Perfect pic for that too. Glad I found it. It goes with my all hot girl themes for the advisory labels.


----------



## MeirToTheWise (Nov 9, 2005)

Ahahaha. Nice ^_^


----------



## Dissonance (Jul 21, 2004)

We'll probably g et killed tonight. Hawks are athletic as hell and most likely matchup with us.


----------



## Hyperion (Dec 5, 2006)

Probably. But I think they've just been shamed into playing well


----------



## Dissonance (Jul 21, 2004)

20-14, Suns with 2:27 left.

Hill off to fast start with 9 pts. Amare in foul trouble.


----------



## Dissonance (Jul 21, 2004)

25-17, Suns end of 1. Both teams missed a lot inside. Especially ATL. 1-11 at one point.

Lopez had a couple of monster put backs. Has 4 pts, 4 rebs. Too bad he produces once every 15 games. Jrich doing nice job on JJ.


----------



## Dissonance (Jul 21, 2004)

<3 our 2nd unit.

Dudley, Lopez, Amundson and Dragic all contributing this 2nd qrter. Dragic just went through lane and showed his exploded with the dunk.


33-21, Suns with 9:46 left.


----------



## Dissonance (Jul 21, 2004)

39-37, Suns with 5:47 left. Hawks went on 16-8 run.

Need to get Jrich back. Barbosa sucks. Nah, but he's clearly not himself.


----------



## Dissonance (Jul 21, 2004)

55-50, Suns at the half. 

Bad end to that 2nd qrter. Had 3 chances to score with clock going down, but Dragic made a nice spin move, short armed it, Horford got rebound, stolen by Dragic and Jrich missed wide open jumper.


----------



## Dissonance (Jul 21, 2004)

Suns starters are flat in this 3rd. Offense is stagnant and their just shooting dumb shots. 

Also, can't make a 3 to save their lives. 1-10 so far.


----------



## Dissonance (Jul 21, 2004)

88-85, Suns with 5:33 left. Sort of an ugly 4th. ATL didn't score for the longest time. 


Been mostly Amare all qrter. Fighting hard down low, and getting fouled.


----------



## Dissonance (Jul 21, 2004)

Nash is cold bolded

Then off a miss, Dragic grabbed the reb and went quick down the other end and nice feed to Hill, who got fouled.


----------



## Dissonance (Jul 21, 2004)

Off Hawks miss, Nash gets rebound throws it down the court to a sprining Dragic who goes in for the jam. 

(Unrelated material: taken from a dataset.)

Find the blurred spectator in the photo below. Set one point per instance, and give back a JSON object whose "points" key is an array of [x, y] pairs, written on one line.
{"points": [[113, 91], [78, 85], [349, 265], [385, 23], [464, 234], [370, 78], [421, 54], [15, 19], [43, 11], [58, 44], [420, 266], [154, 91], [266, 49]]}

JJ throws up a dumb 3 pter. Reb Hill. 

TO Suns. 

Amare with nice adjustment and makes it. assist by Nash. 

98-94, Suns 40 secs left.


----------



## Basel (Mar 31, 2005)

Ouch.


----------



## Dissonance (Jul 21, 2004)

Amare missed first FT. Made 2nd. 

Then Crawford drains 28 fter from 3. Suns lose. 

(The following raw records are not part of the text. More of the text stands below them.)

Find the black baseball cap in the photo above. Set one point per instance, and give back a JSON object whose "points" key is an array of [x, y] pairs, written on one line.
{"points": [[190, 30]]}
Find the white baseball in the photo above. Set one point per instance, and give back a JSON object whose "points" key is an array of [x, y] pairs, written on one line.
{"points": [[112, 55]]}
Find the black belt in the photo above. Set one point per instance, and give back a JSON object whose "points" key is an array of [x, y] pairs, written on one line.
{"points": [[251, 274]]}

Got. to. be. ****ing. kidding. me. Part of me just has to laugh at this now.


----------



## ATLien (Jun 18, 2002)

I don't even care anymore. Wake me up when the playoffs start.


----------



## Dissonance (Jul 21, 2004)

lol too many games?


----------



## ATLien (Jun 18, 2002)

Yeah man. It's too many up and downs..and the AS break isn't even here yet! I gotta stop paying such close attention


----------